- Episode no.: Season 9 Episode 4
- Directed by: John Herzfeld
- Written by: John Herzfeld
- Original air date: November 12, 1980

= Stoned (ABC Afterschool Special) =

"Stoned" is a 1980 episode of the American television anthology series ABC Afterschool Special, which aired on November 12, 1980 and starring Scott Baio. It was featured as the fourth episode in the program's ninth season.

==Plot==
Jack Melon (Scott Baio) is a gangling and awkward teenage freshman who doesn't fit in at his local high school. Distracted by a new girl in school named Felicity (Largo Woodruff), Jack bumps into Teddy (Jeffrey Frichner), a classmate who is a reputed marijuana user and pusher. Teddy's drug habit is outed in the Spanish class that Jack and Teddy share. Mr. David (John Herzfeld in his major TV acting debut), the teacher, orders Teddy to stand up after catching him sleeping at his desk. Mr. David tells him "Don't come to class stoned!"

Later, Jack catches Teddy and Alan (Steve Monarque also in his major TV acting debut) smoking pot in the boys' room. Teddy offers him a chance to try it. Jack refuses. Alan teases him about his straight-laced older brother Mike (Vincent Bufano). Jack, asks Mike if he had ever tried pot. Mike says he didn't like it.

Jack looks up to his older brother, but is often ignored by their father (who heads a single parent household, who praises Mike for his athletic abilities while ignoring Jack.

An argument between the normally close brothers happens the day before a swim meet. Mike explodes and tells him to stop hanging around him.

The next day at school, Jack is again approached by Teddy, who takes the joint. He doesn't feel its effects. Teddy invites him to his home for the next morning, where he presents Jack with a bong. Jack gets high after a couple of hits. The experience leads to a friendship. Mr. David, noticing Jack's change in behavior, conducts class outside one day to teach his students about the dangers of marijuana. As with Teddy Mr. David outs Jack's obvious use of marijuana.

Felicity, who has noticed Jack's newfound sense of humor, now brushes him off. She recognize this isn't the real Jack. Jack's relationship deteriorates. Mike begins to notice the changes in his brother's behavior. Jack intercepts a letter from school addressed to his father about Jack's absenteeism. A confrontation erupts between the pair. Mike tries to mend fences.
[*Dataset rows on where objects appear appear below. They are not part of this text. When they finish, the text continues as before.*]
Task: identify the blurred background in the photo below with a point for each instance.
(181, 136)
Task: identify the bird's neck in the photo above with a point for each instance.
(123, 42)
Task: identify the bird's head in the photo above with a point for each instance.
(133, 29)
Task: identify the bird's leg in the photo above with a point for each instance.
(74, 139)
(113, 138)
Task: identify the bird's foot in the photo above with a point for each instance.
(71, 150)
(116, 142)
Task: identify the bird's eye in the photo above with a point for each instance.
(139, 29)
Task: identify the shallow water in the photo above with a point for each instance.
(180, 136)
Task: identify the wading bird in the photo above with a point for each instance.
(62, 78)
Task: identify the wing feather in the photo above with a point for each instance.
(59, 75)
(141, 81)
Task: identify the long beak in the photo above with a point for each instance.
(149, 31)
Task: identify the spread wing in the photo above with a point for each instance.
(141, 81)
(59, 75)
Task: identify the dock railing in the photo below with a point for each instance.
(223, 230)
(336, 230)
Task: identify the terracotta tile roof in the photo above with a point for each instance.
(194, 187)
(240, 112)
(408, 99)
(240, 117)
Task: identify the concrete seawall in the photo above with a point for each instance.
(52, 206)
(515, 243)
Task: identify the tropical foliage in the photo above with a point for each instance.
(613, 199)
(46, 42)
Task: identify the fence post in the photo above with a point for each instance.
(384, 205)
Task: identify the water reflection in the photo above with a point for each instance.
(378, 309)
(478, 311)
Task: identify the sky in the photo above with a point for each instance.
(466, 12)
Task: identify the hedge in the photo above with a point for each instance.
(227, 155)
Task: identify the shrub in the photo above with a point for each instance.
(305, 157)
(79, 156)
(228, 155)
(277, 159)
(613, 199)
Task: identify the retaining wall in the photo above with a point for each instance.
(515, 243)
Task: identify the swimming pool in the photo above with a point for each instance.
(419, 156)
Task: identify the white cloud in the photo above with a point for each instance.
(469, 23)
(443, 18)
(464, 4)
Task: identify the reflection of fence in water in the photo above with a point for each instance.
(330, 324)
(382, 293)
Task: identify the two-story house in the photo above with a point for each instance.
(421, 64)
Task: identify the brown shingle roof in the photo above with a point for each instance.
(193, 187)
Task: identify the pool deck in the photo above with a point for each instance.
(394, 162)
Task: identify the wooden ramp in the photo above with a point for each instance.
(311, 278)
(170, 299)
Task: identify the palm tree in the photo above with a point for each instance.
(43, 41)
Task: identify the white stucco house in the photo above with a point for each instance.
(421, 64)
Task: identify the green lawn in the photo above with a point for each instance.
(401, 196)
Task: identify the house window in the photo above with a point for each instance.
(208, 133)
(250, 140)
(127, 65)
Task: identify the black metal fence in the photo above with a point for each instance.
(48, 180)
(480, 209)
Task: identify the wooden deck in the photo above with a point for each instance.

Jack accepts the offer of a swim with his brother but smokes a joint prior to the outing. A boating accident occurs and endangers Mike. Jack jumps in the lake to rescue his now-unconscious brother.

Mike wakes up in the hospital with a broken nose and no memory of what had happened. Jack confesses that he had been stoned and accepts responsibility. His brother is furious at him for ruining his career as a competitive swimmer. Their father, bursting in, demands to know what happened. As Jack gets ready to tell their father the truth, Mike interrupts him. He lies about the accident to protect his brother and says that Jack saved his life.

The next day while walking to school, Jack refuses Teddy's offer of "dynamite new smoke", then approaches Felicity and lets her know that he's off pot for good, which she is happy to see. They walk down the path together in this final scene as friends.

==Tagline==
"Jack is down and depressed. Getting stoned seems like the answer. Until someone almost gets killed."

==Awards==
Scott Baio won a 1982 Young Artist Award for Best Young Actor in a Television Special for this work.